南も狐の霊もひと払いで吹き飛ばせるけど、ワシはとりあえず暴れるのをやめた。でも、すごく怖い顔を作って、祟ってる奴の親をにらみつけて怒鳴った。
『あっち行け! お前ら嫌いだ! こいつに近づくな!』
和泉の父親は、どうしていいかわからないという顔で立ち止まり、ふらついてその場に座り込んでしまった。
遠くからサイレンが聞こえた。救急車だ。南が言う。
「すみません、千歳さんの存在が広まると困るので、人間の姿になっていただけませんか、適当でいいですから!」
『え? ええと、これでいいか?』
あんまり救急隊の人をおどかさないほうがいい。ワシは、とりあえず十八歳くらいの女の格好になった。

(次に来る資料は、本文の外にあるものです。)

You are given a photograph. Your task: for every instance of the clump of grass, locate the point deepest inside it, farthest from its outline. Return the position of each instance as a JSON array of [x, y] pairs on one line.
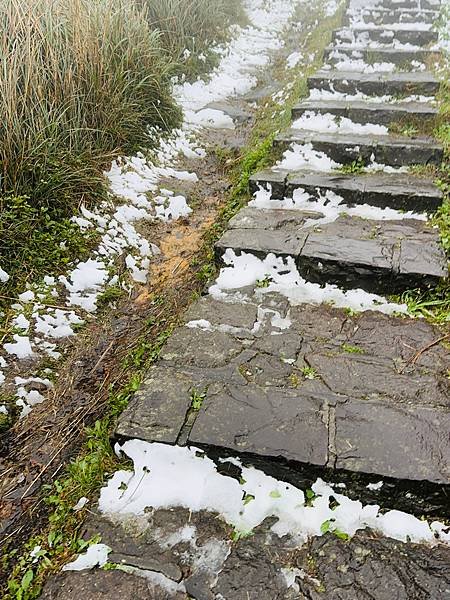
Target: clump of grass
[[80, 82], [193, 26], [79, 79]]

少しして、救急車が二台くらい空き地の脇に止まり、次々と救急隊の人が降りてきた。
「意識のない人優先です!」
「後からまだ救急車来ます!」
意識のない人優先、じゃあ祟ってる奴をすぐ見てもらえる!
『こいつ! こいつ目を覚まさないんだ!』
叫ぶと、救急隊の人がすぐに何人も来て、祟ってる奴の脈を取ったり息を確認したりした。ワシにもこいつの様子をいろいろ聞きつつ、祟ってる奴をさっと担架に乗せてくれる。救急車の中に運ばれる担架についていきながら、ワシは救急隊の人にすがるように聞いた。
『大丈夫だよな、こいつ目覚ますよな?』
「脈と呼吸はひとまず異常ありません! 外傷もぱっと見は大丈夫ですが、確かなことはこれから調べます! 一緒に乗ってください!」
後ろから声が聞こえた。
「ま、待ってください、私達も! 親なんです!」
祟ってる奴の父親だった。ワシはものすごくそいつをにらみつけて、来るなと怒鳴ろうとしたが、他の救急隊の人が来て立とうとする父親を制した。
「すみません、あなた方も後からの救急車に乗っていただきますので、状況をお聞かせください!」
祟ってる奴の母親も同じようにされていて、ヒステリックに叫んでいた。
「やめてください! 西洋医学の薬なんて毒はいりません! 家に帰れば自分で治せます!」
……祟ってる奴が辛かった理由の一端を見て、ワシは思わず担架に横たわる奴を見た。
こいつを悪霊から助けられた。でも、今は悪霊から助けられたけど、ワシは、こいつの「生まれてこなきゃよかった」から、こいつをちゃんと助けられたんだろうか? 助けられるんだろうか?